Uniquely, high school teachers and coaches were part of our group. A sociologist can research and write an article about why there was an abundance of young teachers in the 70s.(related to the Vietnam draft?) But in our school district, we had many young men. During the fall of 1975, when we started fifth grade, one of our teachers was absent for a stretch. Butch Elwell was in the National Guard Reserve and called into duty to help monitor the school desegregation happening in Boston. On the golf course, the varsity basketball coach and geometry teacher, John Jasinski, was a regular. Other days it was Pete Gallant, our varsity baseball coach and sixth-grade teacher. We got to see these men as something besides teachers, all being positive role-models for us.

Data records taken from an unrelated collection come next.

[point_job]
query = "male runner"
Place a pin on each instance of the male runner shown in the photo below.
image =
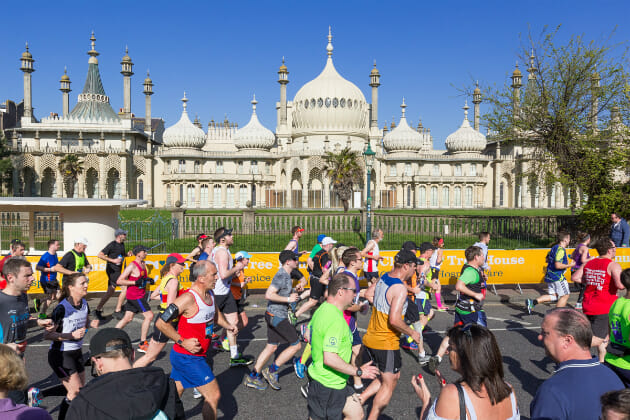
(135, 277)
(114, 253)
(226, 269)
(279, 296)
(48, 278)
(381, 343)
(197, 311)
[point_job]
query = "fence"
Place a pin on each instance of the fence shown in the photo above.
(265, 232)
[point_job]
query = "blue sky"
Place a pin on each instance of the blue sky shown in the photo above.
(221, 53)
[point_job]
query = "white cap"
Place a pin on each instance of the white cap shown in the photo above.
(328, 240)
(80, 240)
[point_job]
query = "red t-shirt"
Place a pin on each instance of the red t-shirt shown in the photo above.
(601, 291)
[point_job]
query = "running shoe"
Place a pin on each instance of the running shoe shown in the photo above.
(272, 378)
(34, 397)
(434, 363)
(530, 305)
(300, 368)
(255, 382)
(241, 360)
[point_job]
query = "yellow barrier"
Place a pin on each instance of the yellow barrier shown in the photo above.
(526, 266)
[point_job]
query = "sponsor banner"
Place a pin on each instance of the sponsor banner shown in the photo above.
(525, 266)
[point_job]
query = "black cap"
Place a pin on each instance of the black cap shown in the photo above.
(425, 246)
(404, 257)
(98, 343)
(287, 255)
(409, 246)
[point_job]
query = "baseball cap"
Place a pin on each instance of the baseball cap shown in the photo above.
(328, 240)
(404, 257)
(409, 246)
(98, 343)
(138, 249)
(242, 254)
(287, 255)
(425, 246)
(174, 258)
(80, 240)
(119, 232)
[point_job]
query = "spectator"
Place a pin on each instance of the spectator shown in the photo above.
(120, 391)
(12, 378)
(574, 390)
(619, 231)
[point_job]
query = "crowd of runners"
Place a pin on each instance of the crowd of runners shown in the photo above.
(312, 324)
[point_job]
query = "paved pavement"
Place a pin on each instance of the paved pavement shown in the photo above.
(525, 363)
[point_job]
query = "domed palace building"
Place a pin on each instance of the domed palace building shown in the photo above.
(231, 167)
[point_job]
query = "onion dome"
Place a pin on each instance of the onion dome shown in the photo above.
(254, 135)
(184, 133)
(330, 104)
(403, 138)
(466, 138)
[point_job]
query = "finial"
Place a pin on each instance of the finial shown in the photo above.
(329, 48)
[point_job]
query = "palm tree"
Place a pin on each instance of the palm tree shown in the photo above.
(344, 171)
(70, 167)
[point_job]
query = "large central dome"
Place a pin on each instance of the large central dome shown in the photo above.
(329, 104)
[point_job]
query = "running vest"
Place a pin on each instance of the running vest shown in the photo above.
(553, 273)
(222, 287)
(73, 319)
(134, 292)
(199, 326)
(600, 292)
(379, 335)
(370, 265)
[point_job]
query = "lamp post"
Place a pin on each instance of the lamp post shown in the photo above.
(368, 156)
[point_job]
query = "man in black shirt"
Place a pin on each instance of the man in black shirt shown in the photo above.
(114, 253)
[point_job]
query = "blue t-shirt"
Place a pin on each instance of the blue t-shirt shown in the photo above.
(573, 391)
(48, 260)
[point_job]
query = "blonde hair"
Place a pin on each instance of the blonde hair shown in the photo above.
(12, 370)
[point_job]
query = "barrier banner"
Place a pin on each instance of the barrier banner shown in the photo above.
(525, 266)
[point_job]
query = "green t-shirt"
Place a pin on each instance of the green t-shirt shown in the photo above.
(329, 332)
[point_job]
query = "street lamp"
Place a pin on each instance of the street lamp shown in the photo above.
(368, 156)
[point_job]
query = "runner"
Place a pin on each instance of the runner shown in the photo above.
(468, 308)
(557, 264)
(48, 278)
(197, 310)
(329, 396)
(372, 256)
(279, 330)
(226, 269)
(602, 277)
(135, 277)
(381, 342)
(169, 289)
(114, 253)
(71, 320)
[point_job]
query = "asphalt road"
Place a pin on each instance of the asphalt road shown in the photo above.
(525, 364)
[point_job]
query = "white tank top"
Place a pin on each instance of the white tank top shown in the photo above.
(222, 287)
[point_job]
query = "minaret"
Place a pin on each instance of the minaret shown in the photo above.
(148, 91)
(375, 77)
(127, 72)
(27, 68)
(516, 97)
(476, 102)
(65, 89)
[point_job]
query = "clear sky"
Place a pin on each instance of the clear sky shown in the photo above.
(221, 53)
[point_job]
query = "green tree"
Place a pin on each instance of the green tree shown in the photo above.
(70, 166)
(569, 118)
(344, 171)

In June, 1983, we graduated, Howard and I going in different directions. You don’t really understand the gravity of it at the time. But things just really change. Especially back then, an age without social media. Howard ventured west to Western New England College to prepare for a career in accounting. I went east to Brandeis for a semester, then north to Bates. It would be a long time before we golfed again.

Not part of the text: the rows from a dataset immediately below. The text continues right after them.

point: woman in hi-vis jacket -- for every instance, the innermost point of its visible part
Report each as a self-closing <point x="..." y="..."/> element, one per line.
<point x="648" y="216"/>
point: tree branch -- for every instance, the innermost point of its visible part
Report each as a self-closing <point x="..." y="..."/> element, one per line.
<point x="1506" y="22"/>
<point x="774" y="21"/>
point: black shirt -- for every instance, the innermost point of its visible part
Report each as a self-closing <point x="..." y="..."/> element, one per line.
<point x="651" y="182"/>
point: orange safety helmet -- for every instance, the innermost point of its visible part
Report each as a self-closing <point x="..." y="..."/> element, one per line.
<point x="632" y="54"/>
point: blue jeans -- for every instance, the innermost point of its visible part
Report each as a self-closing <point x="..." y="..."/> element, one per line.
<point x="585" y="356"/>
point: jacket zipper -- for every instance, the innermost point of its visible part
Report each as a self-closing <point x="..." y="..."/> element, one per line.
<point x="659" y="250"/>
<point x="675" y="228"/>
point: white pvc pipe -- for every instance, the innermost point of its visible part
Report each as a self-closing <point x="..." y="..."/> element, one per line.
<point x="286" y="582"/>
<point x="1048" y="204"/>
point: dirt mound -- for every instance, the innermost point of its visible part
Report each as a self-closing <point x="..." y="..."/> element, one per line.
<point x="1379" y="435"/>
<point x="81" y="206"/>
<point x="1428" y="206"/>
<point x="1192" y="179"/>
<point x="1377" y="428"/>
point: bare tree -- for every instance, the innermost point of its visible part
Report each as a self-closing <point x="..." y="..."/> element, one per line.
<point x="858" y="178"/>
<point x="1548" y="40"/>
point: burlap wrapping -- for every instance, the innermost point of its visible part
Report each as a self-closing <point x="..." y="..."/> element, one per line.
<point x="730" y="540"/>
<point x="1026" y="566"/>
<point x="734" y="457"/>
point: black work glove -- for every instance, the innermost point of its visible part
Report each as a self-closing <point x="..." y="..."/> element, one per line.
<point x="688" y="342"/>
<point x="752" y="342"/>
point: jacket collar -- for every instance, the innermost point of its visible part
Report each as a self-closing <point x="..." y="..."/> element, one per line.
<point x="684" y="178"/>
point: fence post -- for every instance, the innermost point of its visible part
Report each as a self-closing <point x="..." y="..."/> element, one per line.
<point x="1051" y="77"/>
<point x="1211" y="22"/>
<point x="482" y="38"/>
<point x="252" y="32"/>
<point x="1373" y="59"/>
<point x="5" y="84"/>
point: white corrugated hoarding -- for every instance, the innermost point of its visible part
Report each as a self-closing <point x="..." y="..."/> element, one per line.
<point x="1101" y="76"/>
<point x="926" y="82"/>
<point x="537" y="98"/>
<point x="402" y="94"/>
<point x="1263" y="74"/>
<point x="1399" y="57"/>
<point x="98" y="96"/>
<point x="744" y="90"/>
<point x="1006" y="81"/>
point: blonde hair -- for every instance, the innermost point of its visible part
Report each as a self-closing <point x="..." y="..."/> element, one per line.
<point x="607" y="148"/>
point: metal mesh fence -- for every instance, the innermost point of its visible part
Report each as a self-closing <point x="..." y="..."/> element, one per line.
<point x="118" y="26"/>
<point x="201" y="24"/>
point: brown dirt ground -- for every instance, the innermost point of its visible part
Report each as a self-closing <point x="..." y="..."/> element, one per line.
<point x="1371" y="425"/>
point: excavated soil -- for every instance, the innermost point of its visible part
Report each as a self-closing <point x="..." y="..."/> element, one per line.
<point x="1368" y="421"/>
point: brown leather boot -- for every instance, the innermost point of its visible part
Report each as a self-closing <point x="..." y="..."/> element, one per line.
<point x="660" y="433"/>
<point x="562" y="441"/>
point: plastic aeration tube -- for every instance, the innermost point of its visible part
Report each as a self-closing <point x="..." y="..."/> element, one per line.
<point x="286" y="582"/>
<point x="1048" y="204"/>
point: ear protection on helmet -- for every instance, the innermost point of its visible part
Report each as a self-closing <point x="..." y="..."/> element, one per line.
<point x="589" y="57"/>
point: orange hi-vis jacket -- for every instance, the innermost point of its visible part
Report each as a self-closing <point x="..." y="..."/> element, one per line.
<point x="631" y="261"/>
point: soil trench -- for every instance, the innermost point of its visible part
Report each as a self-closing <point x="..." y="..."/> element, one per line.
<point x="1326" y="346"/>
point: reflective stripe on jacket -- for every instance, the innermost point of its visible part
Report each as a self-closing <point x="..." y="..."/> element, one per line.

On that cold, January night, Howard and I texted about golf, but also the fact that we would be turning sixty the following year. One of us wrote, “Let's do some kind of celebratory golf event.” By the end of the exchange, we had a plan. Eighteen golf courses along Route 2, the road that joined Baldwinville with the rest of civilization. We could go from Taconic in Williamstown, on the New York border, to Red Tail, located in Devens, near Rte 495. That idea evolved to: eighteen courses we want to play. And we need to finish before Nov 22, 2025, the date Howard becomes sixty.

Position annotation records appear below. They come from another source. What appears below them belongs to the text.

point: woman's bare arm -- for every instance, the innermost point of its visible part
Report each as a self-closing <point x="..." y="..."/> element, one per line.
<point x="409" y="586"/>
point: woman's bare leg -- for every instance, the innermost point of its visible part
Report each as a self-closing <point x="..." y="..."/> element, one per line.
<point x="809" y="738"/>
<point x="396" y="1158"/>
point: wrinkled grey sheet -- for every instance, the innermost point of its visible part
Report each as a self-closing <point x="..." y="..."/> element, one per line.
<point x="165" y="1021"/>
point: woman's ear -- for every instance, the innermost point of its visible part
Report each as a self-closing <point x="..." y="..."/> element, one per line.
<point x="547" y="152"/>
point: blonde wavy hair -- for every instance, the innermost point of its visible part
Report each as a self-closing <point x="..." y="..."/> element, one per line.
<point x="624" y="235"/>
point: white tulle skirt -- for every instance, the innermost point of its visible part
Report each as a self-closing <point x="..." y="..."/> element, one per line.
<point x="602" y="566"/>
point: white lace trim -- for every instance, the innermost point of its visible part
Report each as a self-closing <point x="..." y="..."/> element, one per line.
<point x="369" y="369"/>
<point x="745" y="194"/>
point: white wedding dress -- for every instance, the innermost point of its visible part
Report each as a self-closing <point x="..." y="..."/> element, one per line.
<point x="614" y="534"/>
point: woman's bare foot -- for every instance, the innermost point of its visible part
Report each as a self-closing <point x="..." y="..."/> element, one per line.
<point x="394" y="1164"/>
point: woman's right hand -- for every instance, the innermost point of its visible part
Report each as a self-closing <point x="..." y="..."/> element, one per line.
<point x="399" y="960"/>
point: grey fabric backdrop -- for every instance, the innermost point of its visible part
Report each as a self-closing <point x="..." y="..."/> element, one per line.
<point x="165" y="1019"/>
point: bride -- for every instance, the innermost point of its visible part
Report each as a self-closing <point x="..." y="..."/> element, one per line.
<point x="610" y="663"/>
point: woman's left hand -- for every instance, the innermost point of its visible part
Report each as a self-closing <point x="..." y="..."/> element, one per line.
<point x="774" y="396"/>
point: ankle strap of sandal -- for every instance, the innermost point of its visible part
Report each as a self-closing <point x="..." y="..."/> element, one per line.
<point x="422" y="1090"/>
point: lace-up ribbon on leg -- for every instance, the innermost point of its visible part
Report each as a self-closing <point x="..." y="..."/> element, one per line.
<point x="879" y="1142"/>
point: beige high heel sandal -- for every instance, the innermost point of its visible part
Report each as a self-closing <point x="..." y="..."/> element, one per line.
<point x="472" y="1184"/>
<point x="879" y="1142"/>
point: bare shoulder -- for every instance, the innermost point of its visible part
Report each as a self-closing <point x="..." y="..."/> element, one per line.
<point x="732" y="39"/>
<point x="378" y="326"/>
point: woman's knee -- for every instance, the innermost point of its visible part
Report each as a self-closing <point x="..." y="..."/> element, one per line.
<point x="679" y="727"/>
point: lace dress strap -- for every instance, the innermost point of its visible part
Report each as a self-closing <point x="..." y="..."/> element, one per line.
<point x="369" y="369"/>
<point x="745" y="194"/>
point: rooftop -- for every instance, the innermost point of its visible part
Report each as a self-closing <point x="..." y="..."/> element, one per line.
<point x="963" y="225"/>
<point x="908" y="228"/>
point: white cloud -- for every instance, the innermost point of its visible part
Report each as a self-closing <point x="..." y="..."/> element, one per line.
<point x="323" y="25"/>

As the idea progressed, we came up with the title of “Gimme Three Putts World Tour.” When we were in high school, Southern rock was popular with some, and a few of our classmates had a garage band that played a lot of Lynard Skynard. They actually got the high school administration to let them play a concert one Friday afternoon. During school. Instead of going to class, we headed to the auditorium to watch these dudes bang out Sweet Home Alabama and most importantly, Gimme Three Steps. Over the next few years, Howard and I would chuckle about this in-school “concert.” Not long after said concert, we were on the course and someone three-putted, causing him (I think it was Aaron) to sarcastically sing out, “gimme three putts, gimme three putts mister,” mimicking the tune and making fun of himself. It is only logical that our golf moniker should take after something campy from high school. It’s those years we are trying to get back.
It would seem that this part of the essay is where I start going spiritual. I won’t. Golf as an metaphor is not unique in the world of older guys. Trips happen all the time. Google “golf trip to Scotland” and the number of agencies that will plan your venture number in double digits. The one thing our plan had going for it - it would bring us back together after raising children and establish careers in different parts of New England. Better late than never.
As of this writing, in the winter of 2025, we are eight courses into this ride. Both of us are having a heck of a time. For 2025, we have a Myrtle Beach trip planned, along with other surprises, including the (yet-to-be-determined) culminating event.
Cue the guitar riff - Gimme Three Putts!!